Larry Elder
Thursday, February 04, 2010
"If there's one thing that has unified Democrats and Republicans -- and everybody in between -- it's that we all hated the bank bailout. I hated it. You hated it." -- President Barack Obama, Jan. 27, 2010
"I don't oppose all wars. ... What I am opposed to is a dumb war. What I am opposed to is a rash war." -- Illinois state Sen. Barack Obama, Oct. 2, 2002
This week the watchdog of the Troubled Asset Relief Program, Neil Barofsky, submitted his quarterly review and testified before Congress. In England, former Prime Minister Tony Blair also testified -- for six hours under cross-examination -- at a widely anticipated inquiry into the Iraq War.
TARP and the war in Iraq, begun with bipartisan congressional support, are now unpopular. In both cases, proponents argued that without action, we risked greater danger. President Obama defends TARP, which he voted for in the Senate and has expanded as President. But he bemoans having inherited a war he called "dumb."
Under TARP, the federal government committed hundreds of billions of dollars to bail out financial institutions. But for this bailout, argued the Bush and Obama administrations, banks would stop lending, and our entire financial system faced collapse -- directly affecting all Americans.
Watchdog Barofsky, when asked last fall whether TARP was "working," said: "It really depends on your perspective. We were told by Treasury that the point was to increase lending. ... Today we hear that the purpose of TARP was to prevent systemic collapse." Lending has not increased, he said, but "it appears that we've avoided a total systemic collapse (emphasis added)."
Is TARP, then, a success?
Barofsky's report to Congress says that TARP can only be called a success if the program "is both managed well and its positive effects are enduring." Let's set aside the highly criticized management of the program.
Will TARP have "enduring positive effects"?
The argument for the bailout is that some institutions were "too big to fail." But Barofsky now says: "These banks that were too big to fail are now bigger. Government has sponsored and supported several mergers that made them larger. And that guaranteed that implicit guarantee of moral hazard. The idea that government is not going to let these banks fail ... is now explicit. ... In a lot of ways, the government has made such problems more likely. Potentially, we could be in more danger now than we were a year ago."
So did TARP save us?
"Even if TARP saved our financial system from driving off a cliff back in 2008," writes Barofsky, "absent meaningful reform, we are still driving on the same winding mountain road, but this time in a faster car."
As to the Iraq War, former Prime Minister Blair's detractors -- during his testimony -- shouted "liar" and "murderer." Blair stood his ground. He denied that he and President Bush decided on war irrespective of whether Saddam Hussein complied with the final U.N. resolution. He acknowledged mistakes in intelligence and in the execution of the war.

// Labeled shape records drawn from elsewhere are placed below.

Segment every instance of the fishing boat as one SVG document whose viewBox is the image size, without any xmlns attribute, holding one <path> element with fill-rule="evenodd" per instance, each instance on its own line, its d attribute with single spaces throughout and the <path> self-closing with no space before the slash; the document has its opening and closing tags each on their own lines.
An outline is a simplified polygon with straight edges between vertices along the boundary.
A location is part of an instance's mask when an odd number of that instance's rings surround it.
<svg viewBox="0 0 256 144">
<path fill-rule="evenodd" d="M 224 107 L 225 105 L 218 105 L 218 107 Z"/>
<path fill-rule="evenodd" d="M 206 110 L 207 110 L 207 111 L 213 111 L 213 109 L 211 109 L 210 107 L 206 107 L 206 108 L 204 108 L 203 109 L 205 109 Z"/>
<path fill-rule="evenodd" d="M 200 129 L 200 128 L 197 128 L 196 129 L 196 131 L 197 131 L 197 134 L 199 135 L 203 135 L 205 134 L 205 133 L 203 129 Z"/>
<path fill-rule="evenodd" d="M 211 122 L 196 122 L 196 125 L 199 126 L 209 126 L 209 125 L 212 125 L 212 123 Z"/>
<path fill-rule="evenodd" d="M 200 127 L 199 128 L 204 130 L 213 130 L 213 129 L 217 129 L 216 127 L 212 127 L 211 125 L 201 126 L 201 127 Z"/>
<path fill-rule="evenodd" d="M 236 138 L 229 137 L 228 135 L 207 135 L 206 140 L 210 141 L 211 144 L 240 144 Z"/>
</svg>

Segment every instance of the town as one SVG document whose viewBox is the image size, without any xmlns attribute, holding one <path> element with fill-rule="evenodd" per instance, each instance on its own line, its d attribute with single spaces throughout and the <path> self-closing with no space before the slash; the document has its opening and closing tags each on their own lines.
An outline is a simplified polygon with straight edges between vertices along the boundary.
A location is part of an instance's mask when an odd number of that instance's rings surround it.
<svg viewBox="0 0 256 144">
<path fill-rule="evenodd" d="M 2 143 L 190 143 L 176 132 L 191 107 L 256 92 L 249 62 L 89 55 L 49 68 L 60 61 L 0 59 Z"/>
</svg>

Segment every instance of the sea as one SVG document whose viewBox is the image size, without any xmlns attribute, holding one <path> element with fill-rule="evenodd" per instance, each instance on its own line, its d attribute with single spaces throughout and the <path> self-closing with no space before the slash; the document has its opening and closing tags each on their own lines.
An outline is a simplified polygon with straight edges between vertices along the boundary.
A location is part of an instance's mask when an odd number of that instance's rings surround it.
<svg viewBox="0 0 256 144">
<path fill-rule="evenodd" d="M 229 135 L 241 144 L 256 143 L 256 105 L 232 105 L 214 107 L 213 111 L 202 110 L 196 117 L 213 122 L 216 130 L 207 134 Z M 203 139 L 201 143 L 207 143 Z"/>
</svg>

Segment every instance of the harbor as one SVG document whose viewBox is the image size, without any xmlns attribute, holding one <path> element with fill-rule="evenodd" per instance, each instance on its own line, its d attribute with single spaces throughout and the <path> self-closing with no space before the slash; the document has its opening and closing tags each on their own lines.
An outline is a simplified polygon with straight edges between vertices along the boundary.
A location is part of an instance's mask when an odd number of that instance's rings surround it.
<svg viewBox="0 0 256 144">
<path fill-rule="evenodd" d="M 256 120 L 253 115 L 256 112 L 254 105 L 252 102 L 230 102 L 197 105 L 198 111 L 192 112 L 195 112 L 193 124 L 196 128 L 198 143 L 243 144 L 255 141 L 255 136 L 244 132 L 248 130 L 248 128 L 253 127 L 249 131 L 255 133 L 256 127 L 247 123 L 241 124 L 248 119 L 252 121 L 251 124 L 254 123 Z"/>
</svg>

Wouldn't Saddam, left in power, have provided leverage over Iran?
"Let's be clear," Blair said. "There's another view of foreign policy in this instance, which is if we'd have left Saddam in place, he would have controlled Iran better. I really think it's time we learned, as a matter of sensible foreign policy, that the way to deal with one dictatorial threat is not to back another."
Would you make the same decision?
"Don't ask the March 2003 question, but ask the 2010 question. Suppose we back off. What we now know is that he retained absolutely the intent and intellectual know-how to restart a nuclear- and chemical-weapons program when inspectors were out and the sanctions were changed. ... This isn't about a lie or a conspiracy or a deceit or a deception. It's a decision. And the decision I had to take was could we take the risk of this man reconstituting his weapons programs or is that a risk that it would be irresponsible to take?"
Any regrets?
"The decision I took -- and frankly would take again -- was if there was any possibility that he could develop weapons of mass destruction, we should stop him. That was my view then, and that is my view now. ... (I feel) responsibility, but not regret, for removing Saddam Hussein. I think that he was a monster. I believe he threatened not just the region but the world."
Both the Iraq War and TARP are monumental decisions with far-reaching consequences. We don't know what would have happened had we not bailed out the banks. We don't know what would have happened had we not gone into Iraq. But even in opposing the Iraq War back in 2002, Obama said, "The world and the Iraqi people would be better off without (Saddam)."
Well, are we better off with TARP? It sure seems as if we are driving on the same winding road -- only "in a faster car."